Hoe kleine initiatieven samen een ontwikkeling vormen
Ook als we op onze eigen hogescholen om ons heen kijken, zien we dat er dingen gebeuren in de zelfde creatieve geest die heerst in de ambachtelijke bierbrouwerijen en de waterprojecten. Collega lerarenopleiders experimenteren in hun lessen met het schrijven van blogs over literaire ervaringen door studenten of met het inzetten van zelf ontwikkelde games om hun studenten te helpen ontoegankelijke teksten, zoals Beowulf of de Camera Obscura beter te begrijpen. Ze bespreken in hun colleges vlogs waarin studenten poëzie analyseren met behulp van beelden en muziek. Of ze experimenteren met (digitale) leeromgevingen waarin wordt aangesloten bij de mogelijkheden en wensen van studenten.  
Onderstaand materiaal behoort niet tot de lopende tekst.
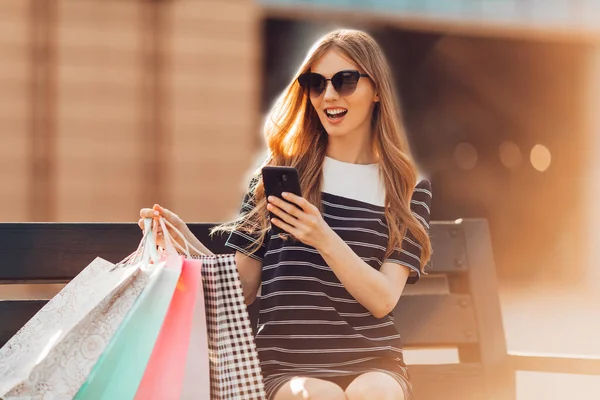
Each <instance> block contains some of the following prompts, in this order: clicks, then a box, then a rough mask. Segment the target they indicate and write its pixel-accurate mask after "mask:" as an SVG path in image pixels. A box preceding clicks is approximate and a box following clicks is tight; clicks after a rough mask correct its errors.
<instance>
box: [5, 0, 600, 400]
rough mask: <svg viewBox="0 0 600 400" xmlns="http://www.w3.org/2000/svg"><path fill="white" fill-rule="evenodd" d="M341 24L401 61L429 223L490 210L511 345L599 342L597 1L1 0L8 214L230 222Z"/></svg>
mask: <svg viewBox="0 0 600 400" xmlns="http://www.w3.org/2000/svg"><path fill="white" fill-rule="evenodd" d="M338 27H350V28H360V29H365V30H367V31H368V32H370V33H371V34H372V35H373V36H374V37H375V38H376V39H377V40H378V41H379V43H380V44H381V45H382V47H383V48H384V50H385V53H386V55H387V56H388V58H389V60H390V63H391V65H392V67H393V70H394V73H395V75H396V80H397V84H398V89H399V92H400V94H401V97H402V104H403V118H404V121H405V124H406V127H407V130H408V133H409V136H410V139H411V145H412V147H413V151H414V154H415V157H416V159H417V160H418V162H419V164H420V166H421V168H422V169H423V172H424V173H426V174H428V175H429V176H430V178H431V180H432V182H433V185H434V205H433V208H432V212H433V218H434V219H436V220H454V219H457V218H466V217H485V218H488V219H489V221H490V225H491V229H492V236H493V241H494V243H493V245H494V250H495V257H496V263H497V270H498V276H499V279H500V283H501V285H502V293H501V296H502V300H503V306H504V307H505V309H504V311H505V320H506V323H507V336H508V342H509V347H511V348H513V349H521V350H523V349H525V350H539V351H542V350H543V351H555V352H559V351H563V352H571V353H586V354H598V355H600V344H599V343H598V341H597V340H595V341H594V340H593V337H597V336H598V333H600V326H599V322H598V321H600V311H599V310H600V307H598V306H596V303H595V302H596V301H598V300H600V296H599V295H598V294H597V293H598V292H599V290H598V289H599V288H600V283H599V282H600V272H599V271H600V268H599V267H598V265H597V264H598V262H597V260H598V259H599V258H600V250H599V248H600V235H599V233H598V227H599V226H600V211H599V210H598V209H599V207H598V202H599V200H598V199H600V115H599V114H600V113H599V111H598V110H600V1H598V0H375V1H367V0H362V1H361V0H353V1H352V0H312V1H311V0H262V1H253V0H0V127H1V133H0V138H1V139H2V141H1V143H0V166H1V168H0V182H1V185H0V196H1V197H0V198H1V199H2V202H1V203H0V204H1V206H0V220H2V221H7V222H10V221H115V222H117V221H119V222H120V221H135V220H136V219H137V215H138V212H139V209H140V208H141V207H144V206H152V204H154V203H160V204H162V205H164V206H166V207H168V208H170V209H172V210H174V211H175V212H177V213H178V214H179V215H180V216H182V217H183V218H184V219H185V220H186V221H190V222H191V221H223V220H225V219H229V218H231V217H233V216H234V214H235V213H236V212H237V210H238V207H239V205H240V202H241V198H242V194H243V191H244V189H245V186H246V185H247V182H248V175H249V173H250V171H251V168H253V167H254V166H255V165H256V163H257V159H259V158H260V156H261V154H263V152H264V143H263V140H262V136H261V135H262V133H261V125H262V121H263V118H264V116H265V113H266V112H267V111H268V109H269V107H270V105H271V104H272V102H273V100H274V99H275V97H276V96H277V95H278V94H279V92H280V91H281V90H282V89H283V88H284V86H285V85H286V84H287V83H288V82H289V80H290V79H292V77H293V75H294V73H295V72H296V68H297V67H298V65H299V63H300V62H301V60H302V59H303V57H304V55H305V53H306V51H307V50H308V48H309V46H310V44H311V43H312V42H313V41H314V40H315V39H317V38H318V37H319V36H321V35H322V34H324V33H326V32H327V31H328V30H330V29H333V28H338ZM572 293H576V294H577V295H576V296H572V295H571V294H572ZM540 310H546V311H548V310H553V312H554V313H548V312H546V313H544V312H541V311H540ZM573 310H577V312H574V311H573ZM532 314H533V315H536V318H537V322H536V323H533V322H531V321H533V320H532V319H531V318H530V316H531V315H532ZM594 316H595V318H596V319H594ZM557 321H558V322H557ZM527 324H532V325H531V326H532V329H525V330H524V329H522V328H523V326H528V325H527ZM559 325H560V326H559ZM519 327H520V328H519ZM542 332H543V333H546V334H550V335H551V338H550V339H548V340H545V341H543V340H539V337H540V335H541V333H542ZM573 338H576V339H575V340H573ZM557 343H559V344H557ZM554 344H557V345H556V346H554ZM552 346H554V347H552ZM529 379H530V381H532V380H535V379H538V378H537V377H532V376H531V374H530V377H529ZM594 385H596V386H594V387H595V388H596V389H598V391H599V393H600V384H598V383H597V382H596V383H595V384H594ZM536 393H539V392H536ZM552 393H553V395H557V393H560V391H559V390H558V389H556V388H555V389H554V390H553V391H552ZM548 396H550V395H547V396H546V395H544V396H540V397H531V398H536V399H537V398H540V399H541V398H544V399H546V398H554V397H548ZM556 398H559V397H556ZM575 398H576V397H575ZM581 398H584V397H581ZM585 398H587V397H585ZM589 398H592V397H589ZM594 398H596V397H594Z"/></svg>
In het po, vo en mbo wordt eveneens geëxperimenteerd. Mbo-docenten bouwen met laaggeletterde studenten een leesroutine op en onderzoeken of  luisterboeken of e-readers daarbij helpen. Ze zetten voorleessoftware en tekst naar spraak in om hun studenten te ondersteunen bij het lezen en schrijven. Mbo-studenten maken samen met hbo-studenten een eigen boek met levensverhalen dat dient als leesmateriaal en als uitgangspunt voor gesprekken over diversiteit en leren samenleven. Basisschoolleerlingen bezoeken het rijksmuseum. Dat bezoek wordt gefilmd en met behulp van de film bespreken ze wat ze hebben geleerd en hoe ze hun leerervaringen kunnen gebruiken bij het schrijven van een tekst. Of ze bekijken filmfragmenten en lezen over Napoleon. Nadat ze voorbeeldteksten over historische personages hebben bestudeerd, komen ze tot mooie eigen teksten die echt worden gepubliceerd. Creatieve probleemoplossing en het publiceren van leren met behulp van ICT worden in het onderwijs steeds belangrijker.
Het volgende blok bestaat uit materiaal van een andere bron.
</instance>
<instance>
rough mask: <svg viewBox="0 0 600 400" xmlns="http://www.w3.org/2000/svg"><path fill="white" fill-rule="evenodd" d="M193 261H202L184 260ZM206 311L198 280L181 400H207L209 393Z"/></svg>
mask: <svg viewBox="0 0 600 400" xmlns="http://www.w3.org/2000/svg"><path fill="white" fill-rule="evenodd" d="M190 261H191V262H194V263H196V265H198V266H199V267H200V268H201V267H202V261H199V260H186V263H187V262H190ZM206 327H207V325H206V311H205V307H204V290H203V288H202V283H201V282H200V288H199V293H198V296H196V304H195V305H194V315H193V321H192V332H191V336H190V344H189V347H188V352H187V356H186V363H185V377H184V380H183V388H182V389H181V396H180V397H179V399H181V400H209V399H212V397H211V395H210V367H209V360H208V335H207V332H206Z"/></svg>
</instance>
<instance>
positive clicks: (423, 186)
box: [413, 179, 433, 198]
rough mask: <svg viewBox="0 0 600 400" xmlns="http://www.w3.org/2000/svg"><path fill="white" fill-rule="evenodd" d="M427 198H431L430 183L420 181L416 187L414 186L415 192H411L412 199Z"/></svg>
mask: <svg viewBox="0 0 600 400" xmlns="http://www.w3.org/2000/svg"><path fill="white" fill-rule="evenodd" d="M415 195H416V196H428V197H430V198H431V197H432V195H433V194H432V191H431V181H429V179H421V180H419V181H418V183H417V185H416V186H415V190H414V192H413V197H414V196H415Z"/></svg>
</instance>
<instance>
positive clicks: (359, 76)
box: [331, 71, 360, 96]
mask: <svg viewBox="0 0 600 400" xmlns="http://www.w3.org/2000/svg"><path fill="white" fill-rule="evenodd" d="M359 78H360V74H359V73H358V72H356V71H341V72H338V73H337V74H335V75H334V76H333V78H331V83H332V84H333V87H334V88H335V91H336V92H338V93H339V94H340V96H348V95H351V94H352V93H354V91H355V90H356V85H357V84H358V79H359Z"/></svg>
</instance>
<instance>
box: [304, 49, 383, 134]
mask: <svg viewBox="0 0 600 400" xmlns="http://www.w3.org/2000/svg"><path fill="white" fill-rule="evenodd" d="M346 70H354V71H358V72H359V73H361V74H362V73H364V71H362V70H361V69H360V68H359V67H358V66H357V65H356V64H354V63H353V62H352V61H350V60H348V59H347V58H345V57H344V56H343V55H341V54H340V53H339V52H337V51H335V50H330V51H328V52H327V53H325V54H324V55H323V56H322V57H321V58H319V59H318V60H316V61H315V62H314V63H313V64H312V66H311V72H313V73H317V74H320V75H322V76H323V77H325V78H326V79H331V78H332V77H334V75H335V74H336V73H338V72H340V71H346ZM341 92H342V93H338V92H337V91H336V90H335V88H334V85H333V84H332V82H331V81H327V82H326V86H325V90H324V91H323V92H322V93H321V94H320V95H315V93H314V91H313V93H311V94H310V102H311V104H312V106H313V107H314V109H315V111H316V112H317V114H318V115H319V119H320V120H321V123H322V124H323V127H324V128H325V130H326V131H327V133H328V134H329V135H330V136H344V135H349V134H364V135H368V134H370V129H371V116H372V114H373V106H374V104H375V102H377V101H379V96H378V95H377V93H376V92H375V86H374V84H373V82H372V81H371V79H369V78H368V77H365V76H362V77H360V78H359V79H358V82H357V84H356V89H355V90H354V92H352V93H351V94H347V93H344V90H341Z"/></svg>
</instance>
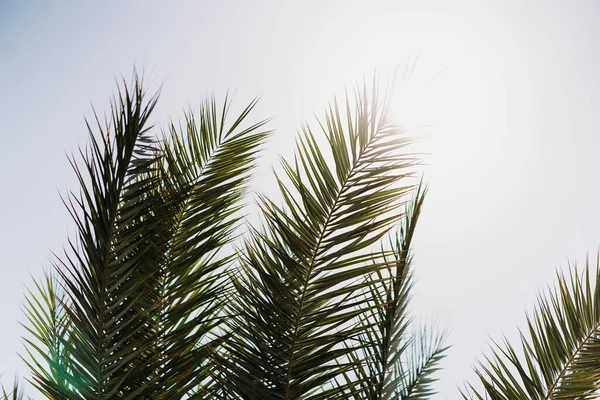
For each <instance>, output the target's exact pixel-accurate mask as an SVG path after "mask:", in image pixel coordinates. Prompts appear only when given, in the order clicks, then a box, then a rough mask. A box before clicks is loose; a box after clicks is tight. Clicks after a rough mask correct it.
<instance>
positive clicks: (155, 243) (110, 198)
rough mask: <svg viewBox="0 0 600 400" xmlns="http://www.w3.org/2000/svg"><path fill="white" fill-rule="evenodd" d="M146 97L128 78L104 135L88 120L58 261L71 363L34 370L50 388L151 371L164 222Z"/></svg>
mask: <svg viewBox="0 0 600 400" xmlns="http://www.w3.org/2000/svg"><path fill="white" fill-rule="evenodd" d="M145 97H146V96H145V93H144V91H143V89H142V85H141V83H140V81H139V80H138V79H137V76H136V78H135V80H134V83H133V84H132V85H131V86H128V85H126V84H124V85H123V87H122V89H121V90H119V93H118V97H117V99H115V100H114V102H113V103H112V113H111V118H110V121H109V122H107V123H106V126H103V124H102V123H100V120H99V119H98V118H96V122H97V124H96V125H97V129H98V131H99V135H98V136H96V135H95V134H94V132H93V130H92V128H91V126H90V125H89V124H88V130H89V132H90V141H91V144H90V146H89V148H88V150H87V151H85V152H84V151H82V152H81V155H82V157H83V164H82V165H81V166H78V165H77V164H76V162H74V161H73V162H72V163H73V167H74V170H75V173H76V175H77V177H78V179H79V182H80V184H81V192H80V193H79V194H75V193H73V194H72V195H71V197H70V198H69V199H68V200H67V201H66V204H67V206H68V208H69V211H70V212H71V214H72V216H73V218H74V221H75V223H76V225H77V228H78V237H77V240H75V241H70V242H69V249H68V251H66V252H65V255H64V257H62V258H60V259H59V260H58V265H57V268H55V272H56V274H57V278H58V279H59V282H60V285H61V286H62V290H64V293H65V294H66V301H65V302H64V303H62V304H61V306H62V307H63V309H64V311H65V314H66V318H67V319H68V323H69V325H68V330H69V332H68V337H67V338H64V337H63V338H60V339H61V343H60V344H61V346H62V348H63V351H64V352H67V353H68V358H69V364H68V368H67V369H65V370H63V371H61V373H64V376H61V379H64V382H63V381H62V380H61V381H60V382H57V381H56V379H54V378H53V377H52V376H47V375H45V374H43V373H38V372H41V371H40V370H39V369H38V370H37V371H34V380H35V381H36V383H37V385H38V387H39V388H40V389H41V391H42V392H43V393H46V394H47V396H48V397H50V398H55V399H108V398H134V397H135V396H136V393H137V391H139V389H140V388H141V387H143V386H144V384H145V382H146V381H147V379H148V373H149V371H148V368H146V362H145V360H146V359H147V358H148V357H149V356H150V355H151V354H152V348H153V345H154V339H155V329H154V320H155V318H156V308H155V306H154V304H155V301H156V299H155V297H156V294H157V293H156V281H155V277H154V274H155V273H156V271H157V269H158V266H159V265H160V263H161V256H162V253H161V247H162V242H161V241H163V239H162V236H163V234H162V232H163V231H162V228H161V226H160V222H161V218H160V213H161V211H162V207H161V204H162V199H161V198H160V196H159V195H158V193H159V192H158V191H157V190H156V188H157V187H158V183H159V180H158V179H156V178H155V177H154V175H153V174H152V173H151V171H152V169H153V168H155V167H154V166H155V164H156V150H157V149H156V147H155V141H154V139H152V138H151V137H150V136H149V134H148V129H149V128H148V127H147V122H148V118H149V116H150V114H151V112H152V110H153V108H154V106H155V104H156V100H157V97H156V96H154V97H151V98H150V99H149V100H148V101H147V100H146V99H145ZM33 328H34V329H35V327H33ZM63 383H64V384H63Z"/></svg>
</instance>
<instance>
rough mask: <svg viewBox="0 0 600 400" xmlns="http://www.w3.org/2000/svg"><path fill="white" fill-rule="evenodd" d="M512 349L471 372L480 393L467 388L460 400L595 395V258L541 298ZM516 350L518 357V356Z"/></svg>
mask: <svg viewBox="0 0 600 400" xmlns="http://www.w3.org/2000/svg"><path fill="white" fill-rule="evenodd" d="M527 321H528V326H527V334H525V333H524V332H521V346H520V349H516V348H515V347H513V345H511V344H510V343H509V342H508V341H506V340H505V343H504V345H496V346H495V349H494V351H493V354H492V356H491V357H486V359H485V362H480V365H479V367H478V368H477V370H476V372H477V374H478V376H479V379H480V381H481V384H482V385H483V389H475V388H474V386H473V385H470V386H469V387H468V388H467V389H466V390H465V391H464V392H463V398H477V399H484V398H491V399H511V400H513V399H535V400H537V399H553V400H554V399H564V400H566V399H570V400H571V399H578V400H584V399H595V398H597V396H598V390H599V389H600V358H599V357H598V355H599V354H600V256H599V257H598V258H597V262H596V268H595V271H593V270H591V267H590V265H589V260H587V261H586V269H585V273H584V274H582V275H581V274H580V273H579V272H578V271H577V268H576V267H575V268H572V269H570V270H569V274H568V275H567V276H565V275H564V274H563V273H558V284H557V286H556V287H555V288H554V289H553V290H551V291H550V292H549V294H548V295H540V297H539V300H538V306H537V308H536V310H535V312H534V313H533V314H532V315H531V316H529V317H528V319H527ZM519 350H520V351H519Z"/></svg>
Die verschillende initiatieven staan niet op zich. We praten er met elkaar over bij de koffieautomaten op de lerarenopleidingen van Hogeschool Windesheim, op conferenties en in de lectoraten Onderwijsinnovatie en ICT en Pedagogische kwaliteit van het onderwijs. Tijdens schoolbezoeken in Nederland en het buitenland ontdekken we hoe ICT kan worden ingezet om betekenisvolle opdrachten te ontwerpen, om te zorgen voor scaffolds, om leerresultaten en leerprocessen zichtbaar te maken en daarover na te denken, om een connectie te leggen tussen werelden van thuis en op school (zie de website van basisschool Osmope in Porto). Geleidelijk wordt ons duidelijk hoe goed en innovatief onderwijs eruit kan zien en dat ook aan de basis van al die kleine onderwijsinitiatieven grote leerconcepten liggen: duurzaamheid, transfer en rijke verbindingen (zie onze vorige blog over leren).  
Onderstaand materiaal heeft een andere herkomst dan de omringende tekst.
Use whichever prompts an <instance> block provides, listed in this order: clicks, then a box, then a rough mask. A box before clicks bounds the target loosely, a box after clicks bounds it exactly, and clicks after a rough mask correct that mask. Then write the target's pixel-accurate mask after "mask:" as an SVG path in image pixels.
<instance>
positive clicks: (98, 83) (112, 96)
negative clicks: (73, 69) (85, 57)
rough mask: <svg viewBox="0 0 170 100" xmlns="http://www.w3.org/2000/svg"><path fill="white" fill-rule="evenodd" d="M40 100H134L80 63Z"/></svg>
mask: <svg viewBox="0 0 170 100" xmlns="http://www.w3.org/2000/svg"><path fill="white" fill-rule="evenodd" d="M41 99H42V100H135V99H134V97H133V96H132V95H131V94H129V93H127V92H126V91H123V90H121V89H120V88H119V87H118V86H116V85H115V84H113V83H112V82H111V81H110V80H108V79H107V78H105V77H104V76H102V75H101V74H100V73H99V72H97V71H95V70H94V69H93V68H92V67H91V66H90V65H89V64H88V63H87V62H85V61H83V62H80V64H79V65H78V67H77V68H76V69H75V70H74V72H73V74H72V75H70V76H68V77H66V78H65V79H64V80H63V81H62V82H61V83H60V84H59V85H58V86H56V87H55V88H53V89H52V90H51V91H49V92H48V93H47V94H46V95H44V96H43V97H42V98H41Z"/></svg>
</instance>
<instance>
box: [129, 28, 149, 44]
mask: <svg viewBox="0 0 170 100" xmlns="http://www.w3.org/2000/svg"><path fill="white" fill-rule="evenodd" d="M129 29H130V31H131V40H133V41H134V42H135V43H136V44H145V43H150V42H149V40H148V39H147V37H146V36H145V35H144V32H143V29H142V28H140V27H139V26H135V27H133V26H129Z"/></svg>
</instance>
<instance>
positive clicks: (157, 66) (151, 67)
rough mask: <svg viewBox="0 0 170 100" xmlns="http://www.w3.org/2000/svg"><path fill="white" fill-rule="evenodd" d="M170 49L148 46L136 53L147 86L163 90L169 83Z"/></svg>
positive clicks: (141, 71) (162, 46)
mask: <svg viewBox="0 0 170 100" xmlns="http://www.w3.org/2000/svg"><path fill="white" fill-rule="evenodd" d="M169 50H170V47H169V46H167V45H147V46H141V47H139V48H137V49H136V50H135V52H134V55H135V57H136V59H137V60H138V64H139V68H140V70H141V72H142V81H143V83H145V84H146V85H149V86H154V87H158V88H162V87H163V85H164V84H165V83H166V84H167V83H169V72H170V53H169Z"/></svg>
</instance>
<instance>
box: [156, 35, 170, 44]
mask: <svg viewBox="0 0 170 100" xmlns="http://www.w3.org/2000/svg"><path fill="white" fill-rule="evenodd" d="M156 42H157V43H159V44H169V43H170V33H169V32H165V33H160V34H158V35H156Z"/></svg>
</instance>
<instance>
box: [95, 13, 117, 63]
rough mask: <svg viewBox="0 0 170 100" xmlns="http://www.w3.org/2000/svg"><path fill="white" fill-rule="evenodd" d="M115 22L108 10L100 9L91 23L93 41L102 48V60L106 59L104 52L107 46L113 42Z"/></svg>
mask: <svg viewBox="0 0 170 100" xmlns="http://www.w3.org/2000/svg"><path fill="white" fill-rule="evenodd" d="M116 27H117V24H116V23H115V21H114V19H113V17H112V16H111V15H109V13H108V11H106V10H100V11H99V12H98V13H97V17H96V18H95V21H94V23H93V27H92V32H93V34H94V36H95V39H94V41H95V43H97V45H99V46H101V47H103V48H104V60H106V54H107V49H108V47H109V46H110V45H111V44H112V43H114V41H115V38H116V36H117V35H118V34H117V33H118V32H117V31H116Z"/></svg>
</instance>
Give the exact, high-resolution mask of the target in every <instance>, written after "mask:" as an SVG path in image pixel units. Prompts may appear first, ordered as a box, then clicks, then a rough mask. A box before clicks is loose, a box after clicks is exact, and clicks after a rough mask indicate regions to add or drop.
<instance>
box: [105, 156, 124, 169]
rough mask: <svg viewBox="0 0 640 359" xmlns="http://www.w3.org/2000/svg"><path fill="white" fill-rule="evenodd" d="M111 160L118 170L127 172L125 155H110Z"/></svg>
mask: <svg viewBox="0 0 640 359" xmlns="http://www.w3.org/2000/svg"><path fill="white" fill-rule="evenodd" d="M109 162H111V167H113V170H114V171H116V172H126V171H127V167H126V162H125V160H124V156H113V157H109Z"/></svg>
Onderwijs voor de toekomst
In beleidsteksten over het onderwijs van de toekomst, wordt meestal gebruik gemaakt van abstracte kernbegrippen: kritisch en creatief denken, probleem oplossen, computational thinking, informatievaardigheden, ICT-basisvaardigheden, mediawijsheid, communiceren, samenwerken, sociale en culturele vaardigheden, zelfregulering (SLO) of collaboration, communication, critical thinking, creativity, citizenship, character (NPDL). Allemaal  belangrijke vaardigheden, maar het valt steeds opnieuw op dat inhoud ontbreekt. Hoeveel je ook communiceert, samenwerkt, kritisch of creatief denkt, wanneer er geen focus en geen kennis is (over tiny houses of over de kunst in het rijksmuseum), dan hebben die begrippen geen betekenis. 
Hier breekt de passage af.